The Catalyst’s website defines the word catalyst as “an agent that stimulates a reaction, development, or change,” and tidal waves of change is exactly what the innovative magazine will be bringing to the literary and arts world.

“The Catalyst is a creative and academic bridge. It’s a new genre we’re trying to field,” said Natalie O’Brien, a third-year English major and editor-in-chief of the magazine.

The Catalyst’s first quarterly issue, “Reactions,” will be released in January 2014. It will be a collaborative piece that primarily includes poetry, short stories, prose, illustrations, and photography. These student-submitted works of art will be handcrafted by the magazine’s layout editors into aesthetically pleasing collages.

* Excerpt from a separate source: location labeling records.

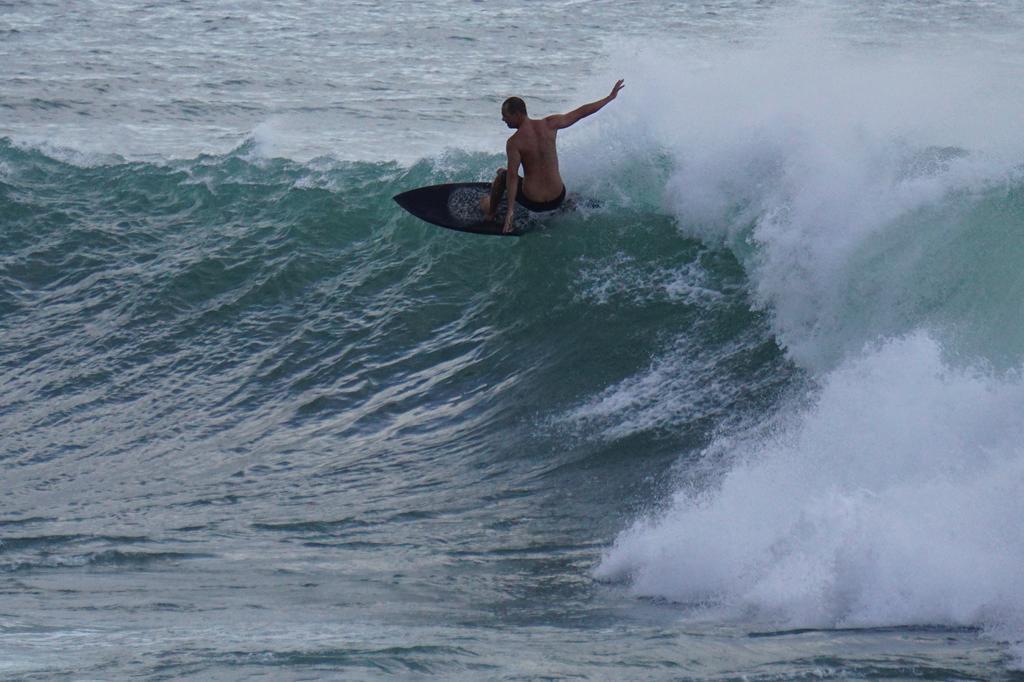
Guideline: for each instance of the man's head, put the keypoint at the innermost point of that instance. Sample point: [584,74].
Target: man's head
[513,112]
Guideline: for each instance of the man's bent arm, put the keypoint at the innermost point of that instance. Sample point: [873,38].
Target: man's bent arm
[511,183]
[565,120]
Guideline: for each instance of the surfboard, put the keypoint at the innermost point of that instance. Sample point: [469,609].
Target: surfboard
[457,206]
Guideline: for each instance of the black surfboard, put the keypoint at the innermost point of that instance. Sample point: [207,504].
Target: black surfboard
[457,206]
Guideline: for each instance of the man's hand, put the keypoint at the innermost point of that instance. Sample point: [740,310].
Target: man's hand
[620,84]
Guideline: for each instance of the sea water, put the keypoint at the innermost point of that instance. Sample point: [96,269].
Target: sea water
[759,416]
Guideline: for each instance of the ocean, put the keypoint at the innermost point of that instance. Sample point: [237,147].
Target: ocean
[756,413]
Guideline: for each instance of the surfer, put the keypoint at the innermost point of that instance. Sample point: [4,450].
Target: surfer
[532,144]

The Catalyst is shedding its old image as a magazine of purely black-and-white text by embracing vibrant photography paired with artistically written and creatively arranged essays.

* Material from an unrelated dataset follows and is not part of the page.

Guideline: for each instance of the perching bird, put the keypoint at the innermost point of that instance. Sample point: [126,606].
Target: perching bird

“I want it to be a book of art, a place that gives students the opportunity to make their work visible to the world,” said O’Brien.

“Reactions” will feature different mediums of writing, art, and photography that interrelate and work together. The issue is divided into various sections, each with its own artistic theme. The works of art not only respond to the topic but also correspond with one another. For example, you might find a student’s band lyrics next to a memoir created through a series of haikus, or you may read a poem written as a response to the photograph beside it.

“Everything in this issue responds to something else,” said O’Brien. “That’s why it’s called ‘Reactions.’”

Various genres of art meld together in this pioneering magazine, a culmination of numerous artistic and literary forms collaborating seamlessly.

“We’re trying to draw from different communities to create a common ground where the artistic, creative, and literary minds can connect,” said O’Brien.

However, The Catalyst isn’t limiting its impact on UCSB’s cultural scene to just the use of the printed word. It’ll be hosting the Reactions Film Festival, free to all students, on Thursday, Nov. 21, in IV Theater. The deadline for student submissions of films — pieces up to five minutes long that respond to the definition of “catalyst” — is Nov. 8. There will also be a student art gallery, where student art can be submitted to be displayed and sold.

The magazine will also be making its way into the digital world; the website,, will soon be hosting an online bulletin board informing UCSB students of local arts and humanities events. The site will also boast a multimedia section featuring student bands and films. Currently, the website hosts the 15-page preview of “Reactions,” which O’Brien and Layout Editor Julia Marsh have put together to illustrate their vision.

Whatever form of art you’re interested in, there’s no doubt that you can easily find an artistic endeavor that suits you: whether it’s picking up a free copy of the beautifully crafted art magazine at the launch party in January, attending the Reactions Film Festival, visiting the website, or submitting your own work online. The Catalyst provides an innovative presence in the the world of university magazines, as well as those of art, literature, and film.

“The Catalyst is truly its own definition,” O’Brien said, proudly. “It’s making changes in the community and in people’s lives. A catalyst itself doesn’t transform, but it does change everything around it.”